A 21-year-old man who shot and paralyzed a Las Vegas police officer during a racial justice protest on the Las Vegas Strip in June 2020 was sentenced Friday to 20 to 50 years in state prison.
The officer, Shay Mikalonis, was 29 when he was shot and now breathes with the help of a ventilator. He and his family were in the courtroom while Edgar Samaniego read a statement saying he doesn’t remember the shooting due to his use of drugs and alcohol, KLAS-TV reported.
Edgar Samaniego, 21, who pleaded guilty to shooting Metro officer Shay Mikalonis, is led out of the courtroom at the Regional Justice Center after being sentenced Friday, April 29, 2022, in Las Vegas. (Bizuayehu Tesfaye/Las Vegas Review-Journal via AP)
Clark County District Court Judge Carli Kierny said the shooting “can’t get any closer to an actual murder,” KSNV-TV reported.

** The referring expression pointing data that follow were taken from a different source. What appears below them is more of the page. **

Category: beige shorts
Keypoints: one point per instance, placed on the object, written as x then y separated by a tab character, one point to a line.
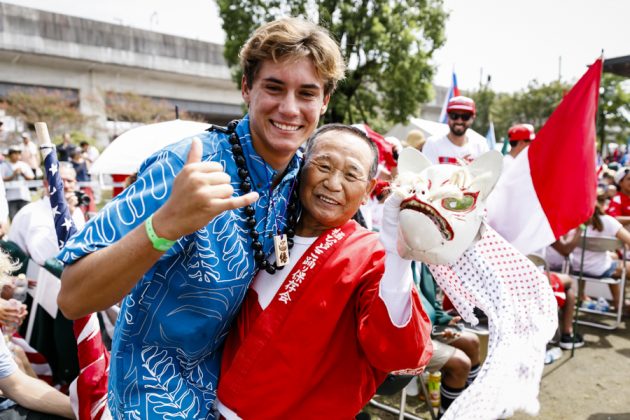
441	353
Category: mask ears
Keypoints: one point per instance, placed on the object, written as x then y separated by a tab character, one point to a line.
368	191
485	171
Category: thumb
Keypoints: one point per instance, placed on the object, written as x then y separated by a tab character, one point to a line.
194	154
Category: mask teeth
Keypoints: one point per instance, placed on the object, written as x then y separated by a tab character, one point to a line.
461	179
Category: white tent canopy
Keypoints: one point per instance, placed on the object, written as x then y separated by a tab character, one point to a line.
428	128
125	154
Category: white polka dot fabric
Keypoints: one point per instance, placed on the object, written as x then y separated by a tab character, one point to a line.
522	317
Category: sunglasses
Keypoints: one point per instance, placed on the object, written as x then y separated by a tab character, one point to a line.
455	116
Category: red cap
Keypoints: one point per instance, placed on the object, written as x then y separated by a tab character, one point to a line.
521	132
461	103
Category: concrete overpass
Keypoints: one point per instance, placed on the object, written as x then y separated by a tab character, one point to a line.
87	59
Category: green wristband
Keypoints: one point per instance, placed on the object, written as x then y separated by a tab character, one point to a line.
159	244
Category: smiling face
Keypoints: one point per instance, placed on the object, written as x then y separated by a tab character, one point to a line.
456	122
285	102
335	181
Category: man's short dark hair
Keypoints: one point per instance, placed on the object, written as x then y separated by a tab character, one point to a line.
310	143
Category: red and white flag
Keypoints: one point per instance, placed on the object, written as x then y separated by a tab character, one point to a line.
551	187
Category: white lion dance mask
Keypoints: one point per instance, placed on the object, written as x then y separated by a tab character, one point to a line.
441	224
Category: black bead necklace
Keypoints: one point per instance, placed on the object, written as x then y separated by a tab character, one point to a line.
246	186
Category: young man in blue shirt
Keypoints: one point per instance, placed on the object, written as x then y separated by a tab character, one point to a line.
181	245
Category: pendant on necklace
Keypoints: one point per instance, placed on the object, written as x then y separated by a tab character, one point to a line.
282	250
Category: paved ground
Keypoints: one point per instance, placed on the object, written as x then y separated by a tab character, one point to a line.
593	385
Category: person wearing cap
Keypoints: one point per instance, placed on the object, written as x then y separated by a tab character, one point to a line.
13	169
520	136
30	154
456	147
619	206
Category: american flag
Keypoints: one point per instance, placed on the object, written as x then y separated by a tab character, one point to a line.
88	392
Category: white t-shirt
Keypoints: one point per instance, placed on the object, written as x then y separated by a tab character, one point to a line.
33	230
596	263
438	147
507	162
7	364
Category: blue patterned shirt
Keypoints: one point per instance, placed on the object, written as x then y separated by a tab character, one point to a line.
167	343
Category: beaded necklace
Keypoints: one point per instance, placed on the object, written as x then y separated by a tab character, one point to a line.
282	242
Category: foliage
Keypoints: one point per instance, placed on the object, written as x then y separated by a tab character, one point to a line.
387	45
132	107
612	122
532	105
77	137
54	107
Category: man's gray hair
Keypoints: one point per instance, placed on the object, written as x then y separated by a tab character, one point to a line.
310	143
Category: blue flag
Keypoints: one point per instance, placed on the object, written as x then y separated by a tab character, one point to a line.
492	140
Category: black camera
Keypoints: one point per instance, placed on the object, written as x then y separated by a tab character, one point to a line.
83	198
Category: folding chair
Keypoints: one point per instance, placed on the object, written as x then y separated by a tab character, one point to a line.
600	244
397	383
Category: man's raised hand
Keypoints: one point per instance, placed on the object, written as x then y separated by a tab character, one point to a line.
201	191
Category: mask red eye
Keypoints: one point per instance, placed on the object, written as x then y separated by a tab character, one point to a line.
464	203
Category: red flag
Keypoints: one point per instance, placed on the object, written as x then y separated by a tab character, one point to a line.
562	159
551	187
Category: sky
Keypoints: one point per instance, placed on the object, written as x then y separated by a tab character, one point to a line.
513	41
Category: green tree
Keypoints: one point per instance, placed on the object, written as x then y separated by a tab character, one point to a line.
532	105
132	107
387	45
51	106
484	98
612	122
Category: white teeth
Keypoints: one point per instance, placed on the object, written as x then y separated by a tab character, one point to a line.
286	127
327	200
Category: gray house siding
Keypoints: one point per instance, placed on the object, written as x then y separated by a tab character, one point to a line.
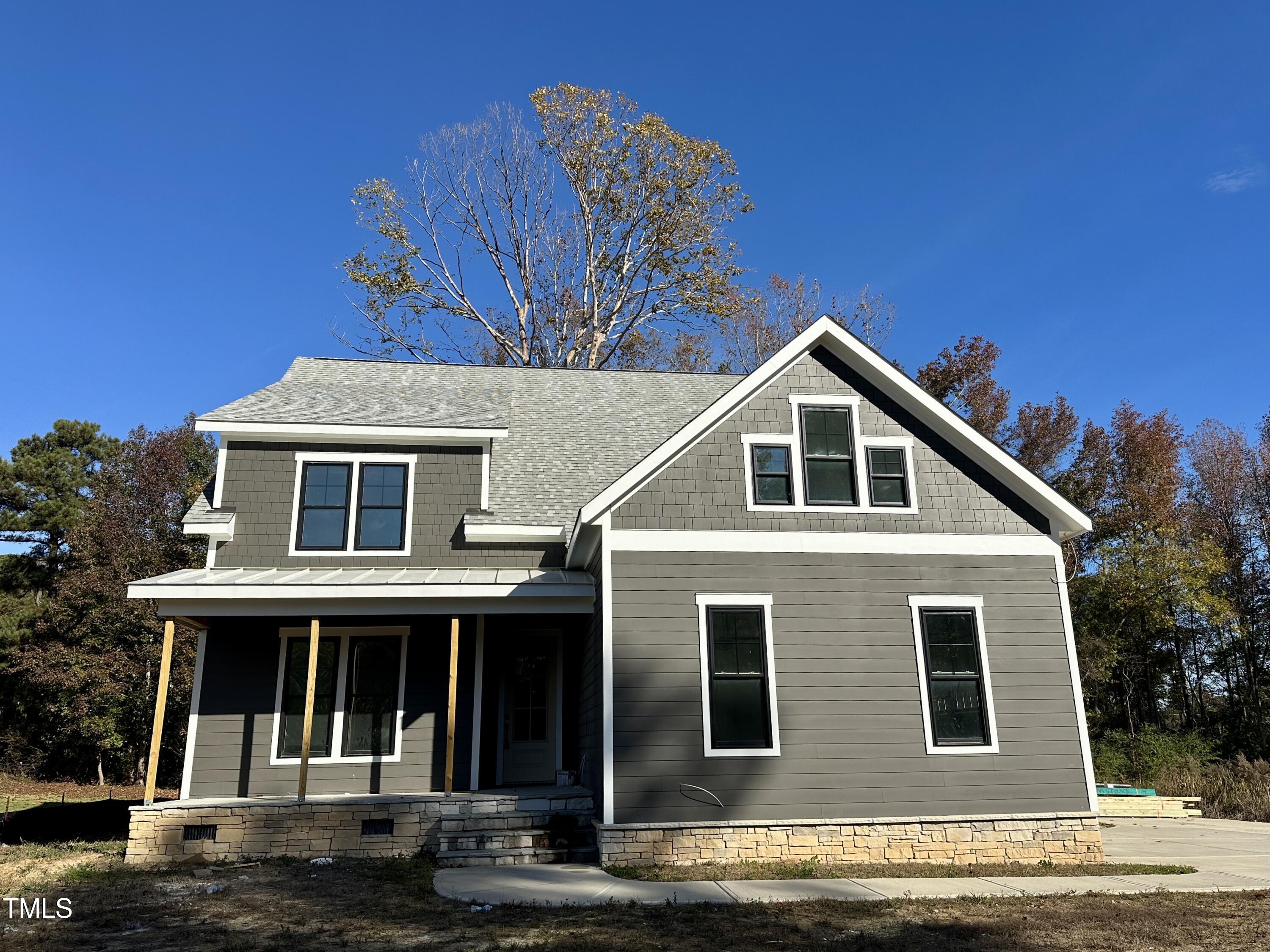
705	488
591	697
261	484
237	709
846	681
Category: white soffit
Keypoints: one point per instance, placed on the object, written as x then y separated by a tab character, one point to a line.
507	532
351	433
1067	518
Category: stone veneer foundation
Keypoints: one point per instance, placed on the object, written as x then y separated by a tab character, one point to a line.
1019	838
332	825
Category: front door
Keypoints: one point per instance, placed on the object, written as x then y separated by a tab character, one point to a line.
529	702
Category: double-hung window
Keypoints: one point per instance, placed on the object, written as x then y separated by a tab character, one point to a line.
371	688
738	688
324	507
359	695
888	482
359	504
957	691
295	680
828	456
773	483
381	507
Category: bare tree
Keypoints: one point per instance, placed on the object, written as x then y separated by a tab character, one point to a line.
539	275
764	319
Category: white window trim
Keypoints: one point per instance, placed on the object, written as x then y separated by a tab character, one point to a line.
357	460
337	735
919	602
723	601
859	461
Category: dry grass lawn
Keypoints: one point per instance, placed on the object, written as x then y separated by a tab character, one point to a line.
374	905
22	794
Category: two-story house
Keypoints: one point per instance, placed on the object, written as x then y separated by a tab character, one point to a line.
516	615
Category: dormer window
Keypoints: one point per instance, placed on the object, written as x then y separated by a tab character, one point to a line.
324	507
352	504
827	456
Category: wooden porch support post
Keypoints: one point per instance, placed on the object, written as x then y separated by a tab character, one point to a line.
160	704
454	699
310	688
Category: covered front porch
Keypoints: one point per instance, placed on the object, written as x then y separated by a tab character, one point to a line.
347	697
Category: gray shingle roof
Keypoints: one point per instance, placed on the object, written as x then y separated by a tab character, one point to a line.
571	433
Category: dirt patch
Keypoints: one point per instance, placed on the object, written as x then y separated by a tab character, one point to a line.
814	870
376	905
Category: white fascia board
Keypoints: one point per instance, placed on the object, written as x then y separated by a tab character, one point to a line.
828	542
506	532
827	333
230	592
351	433
219	531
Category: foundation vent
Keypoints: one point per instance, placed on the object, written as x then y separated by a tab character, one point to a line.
376	828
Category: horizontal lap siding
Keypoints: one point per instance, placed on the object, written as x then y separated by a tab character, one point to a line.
591	714
846	682
237	711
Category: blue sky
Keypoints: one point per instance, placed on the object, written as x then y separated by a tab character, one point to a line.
1085	184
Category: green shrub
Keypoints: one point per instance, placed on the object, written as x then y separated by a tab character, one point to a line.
1140	759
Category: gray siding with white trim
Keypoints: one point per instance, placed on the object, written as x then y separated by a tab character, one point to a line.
239	693
846	681
261	485
705	488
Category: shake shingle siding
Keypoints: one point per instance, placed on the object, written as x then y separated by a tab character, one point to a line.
239	692
705	489
261	484
846	681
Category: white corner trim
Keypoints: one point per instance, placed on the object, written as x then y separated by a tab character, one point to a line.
351	433
1075	673
870	365
745	600
976	602
486	452
216	531
337	732
478	690
606	659
827	542
357	461
219	489
506	532
187	771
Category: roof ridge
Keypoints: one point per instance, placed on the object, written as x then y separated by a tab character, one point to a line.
511	367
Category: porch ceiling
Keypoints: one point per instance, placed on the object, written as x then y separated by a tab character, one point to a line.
370	588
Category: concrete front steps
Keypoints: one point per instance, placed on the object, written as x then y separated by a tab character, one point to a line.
529	828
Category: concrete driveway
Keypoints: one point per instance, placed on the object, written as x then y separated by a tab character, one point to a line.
1211	846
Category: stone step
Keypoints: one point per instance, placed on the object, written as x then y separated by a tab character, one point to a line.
529	856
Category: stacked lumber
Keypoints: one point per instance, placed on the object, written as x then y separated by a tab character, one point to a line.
1151	805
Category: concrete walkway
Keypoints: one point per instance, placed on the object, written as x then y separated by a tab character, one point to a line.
1229	855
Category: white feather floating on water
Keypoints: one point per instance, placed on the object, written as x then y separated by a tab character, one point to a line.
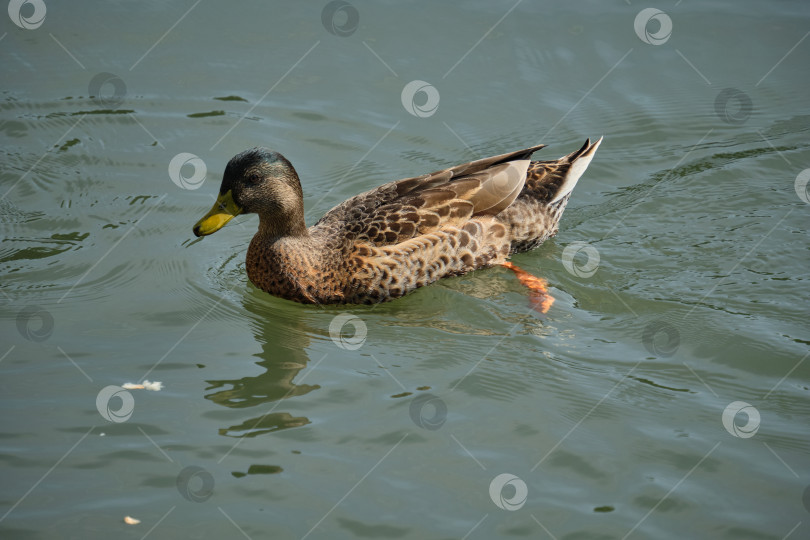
146	385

“Officer Mikalonis was only doing his job, and there was no reason for this to happen,” the judge said.
Mikalonis’ father, Guy Mikalonis, said his son “can’t talk, eat, swallow on his own, or breathe,” and spoke of the toll his care takes on his family as “a life sentence with no parole.”
Samaniego avoided trial when he pleaded guilty in November 2021 to attempted murder, battery and assault — each with a deadly weapon — and illegally discharging a firearm.
Police said witnesses saw Samaniego fire a handgun from a motel parking lot toward a demonstration that was one of hundreds around the U.S. calling for racial justice following the killing of George Floyd by police in Minneapolis.
Investigators determined that Samaniego had not been participating in protests.
At the time, Mikalonis was handcuffing a person near the Circus Circus hotel-casino. A bullet struck him in the spine and lodged in his face. He had been a police officer for four years.
The same night Mikalonis was wounded, Las Vegas police shot and killed a man they said was armed with several guns and refused orders to leave an area near downtown federal courthouses.